Qi Tao, head of the Shandong Department of Education, would never have believed the miserable situation in rural education if he hadn't seen it with his own eyes.

"Why do rural teachers prepare their lessons on the ground? Why is the classroom empty with nothing left when a class is over? Because the teachers don't have their own desks, and the emptiness is because the desks and benches are brought to the class by the students themselves," the educational officer said in describing what he had witnessed when he inspected a rural school in the province.

"The conditions are so tough there for the children, it almost made me cry," said Qi.

Such poorly equipped schools are not rare in rural China. The terrible rural education situation is related to China's unbalanced educational policy, which favors urban education. During the period just after the founding of the People's Republic in 1949, when the country was in desperate need of talent to rebuild the country, the Central Government had to put its limited education funds into the key universities in cities to cultivate talent as fast and as much as possible. But 50 years have passed and this policy has not undergone any changes. Instead, it has become more unbalanced in some places.

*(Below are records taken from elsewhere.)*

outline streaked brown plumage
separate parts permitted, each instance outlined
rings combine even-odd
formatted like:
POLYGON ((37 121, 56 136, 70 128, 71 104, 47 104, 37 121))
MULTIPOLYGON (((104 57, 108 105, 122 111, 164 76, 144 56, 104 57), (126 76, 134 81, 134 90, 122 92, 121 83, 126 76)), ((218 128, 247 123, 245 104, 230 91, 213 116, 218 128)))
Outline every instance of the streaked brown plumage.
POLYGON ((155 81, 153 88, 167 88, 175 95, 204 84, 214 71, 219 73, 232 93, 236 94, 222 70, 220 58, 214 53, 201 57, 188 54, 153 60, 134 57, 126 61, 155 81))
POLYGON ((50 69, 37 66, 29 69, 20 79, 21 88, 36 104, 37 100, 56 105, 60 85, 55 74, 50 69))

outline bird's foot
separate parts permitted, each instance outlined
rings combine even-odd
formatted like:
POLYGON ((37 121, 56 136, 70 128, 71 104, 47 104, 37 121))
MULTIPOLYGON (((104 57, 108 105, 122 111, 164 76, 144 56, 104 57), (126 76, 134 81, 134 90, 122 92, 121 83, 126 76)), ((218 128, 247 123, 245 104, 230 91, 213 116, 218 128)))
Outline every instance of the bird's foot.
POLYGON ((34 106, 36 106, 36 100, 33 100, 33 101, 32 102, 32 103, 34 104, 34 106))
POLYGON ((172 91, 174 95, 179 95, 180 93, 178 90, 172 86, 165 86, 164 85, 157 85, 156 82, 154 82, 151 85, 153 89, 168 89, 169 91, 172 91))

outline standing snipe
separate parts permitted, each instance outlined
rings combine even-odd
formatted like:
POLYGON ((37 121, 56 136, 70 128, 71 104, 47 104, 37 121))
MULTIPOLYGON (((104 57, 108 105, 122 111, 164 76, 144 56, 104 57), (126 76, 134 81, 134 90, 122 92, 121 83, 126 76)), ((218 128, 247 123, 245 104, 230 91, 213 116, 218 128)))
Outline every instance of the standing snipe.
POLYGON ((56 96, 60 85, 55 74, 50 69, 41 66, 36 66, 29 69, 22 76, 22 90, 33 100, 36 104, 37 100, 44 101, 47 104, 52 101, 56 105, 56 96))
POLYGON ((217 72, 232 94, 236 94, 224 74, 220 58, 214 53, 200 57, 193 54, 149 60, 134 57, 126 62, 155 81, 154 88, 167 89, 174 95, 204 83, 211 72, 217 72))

China's education expenditures make up only 3 percent of its gross domestic product, equal to the level in the 1980s in Western countries. The insufficient input has long been the bottleneck restricting the country's education development.

Other statistics from the Ministry of Education show that the average education received by rural people above 15 years of age is seven years, three years less than that of urban residents. Among the rural labor force between the ages of 15 and 65, only 1 percent have had education above the junior college level, 13 percentage points lower than urban residents.

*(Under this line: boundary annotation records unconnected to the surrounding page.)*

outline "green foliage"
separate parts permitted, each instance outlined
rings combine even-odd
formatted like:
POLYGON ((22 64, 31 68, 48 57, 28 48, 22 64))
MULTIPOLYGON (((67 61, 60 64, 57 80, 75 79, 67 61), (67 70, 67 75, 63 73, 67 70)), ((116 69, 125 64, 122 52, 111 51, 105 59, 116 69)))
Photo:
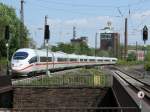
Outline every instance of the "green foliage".
POLYGON ((52 51, 62 51, 65 53, 76 53, 76 54, 86 54, 86 55, 94 55, 92 53, 92 49, 88 47, 88 45, 84 42, 82 43, 58 43, 57 46, 52 46, 52 51))
MULTIPOLYGON (((81 43, 58 43, 57 46, 52 46, 52 51, 62 51, 65 53, 75 53, 80 55, 94 56, 95 49, 90 48, 85 42, 81 43)), ((111 56, 109 51, 96 50, 96 56, 111 56)))
MULTIPOLYGON (((0 59, 2 57, 6 57, 6 40, 4 38, 5 35, 5 26, 10 26, 10 40, 9 40, 9 48, 10 48, 10 57, 14 51, 19 48, 19 32, 20 32, 20 20, 15 13, 15 9, 0 3, 0 59)), ((29 44, 28 30, 24 26, 23 28, 23 43, 21 43, 22 47, 27 47, 29 44)))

For quite a long time, China's compulsory education has been handled by local governments. Due to the imbalance in economic development in different regions, education levels differ from region to region and such an imbalance has been enlarged.

The Ministry of Education says three fourths of the illiterate or semi-literate population lives in the countryside in China's west and in regions populated by minority groups.

Reducing the inequality

Even within the same region, educational resources are distributed unequally. Under the examination-oriented education system, most of the educational resources are allocated to so-called "key schools" and "key classes."

To control the enrollment in these key schools, a high entry threshold has been set up. If a student fails to reach the cut-off score on the examinations, he has to pay a large sum of money called a "school-choosing fee" in order to enroll. In Chongqing, for example, the fee for the city's No. 8 Middle School stands at 35,000 yuan, equivalent to the annual income for a working class family. Under such circumstances, some parents have to make use of all their personal connections to send their children to these key schools.

A survey of the equality of a high middle school education in 10 cities showed that the 10 percent of children from families of Party cadres or government officials and middle- or high-level managers account for 42 percent of the student enrollment in key schools. In Beijing, the proportion stands at 57 percent.

The Chinese Government is now working on narrowing the inequality. A series of government documents released in 2006 ruled that the increased educational budget is to be mainly used in rural education. Rural students receiving compulsory education have been exempted from tuition and miscellaneous school fees, and schools are not allowed to be split into "key schools" and "non-key schools."

In addition, many local governments have launched teacher exchange programs. In October, 52 schools in Shenyang welcomed 1,000 rural teachers, who shared teaching experiences with their urban counterparts and received training from the veteran urban teachers.

In September the Zhengzhou educational bureau in central China began a one-year teacher exchange program in which 646 rural and urban teachers shifted positions. In five years, the city will allow all urban teachers to teach in rural areas for one year, said Si Futing, the city's education bureau chief.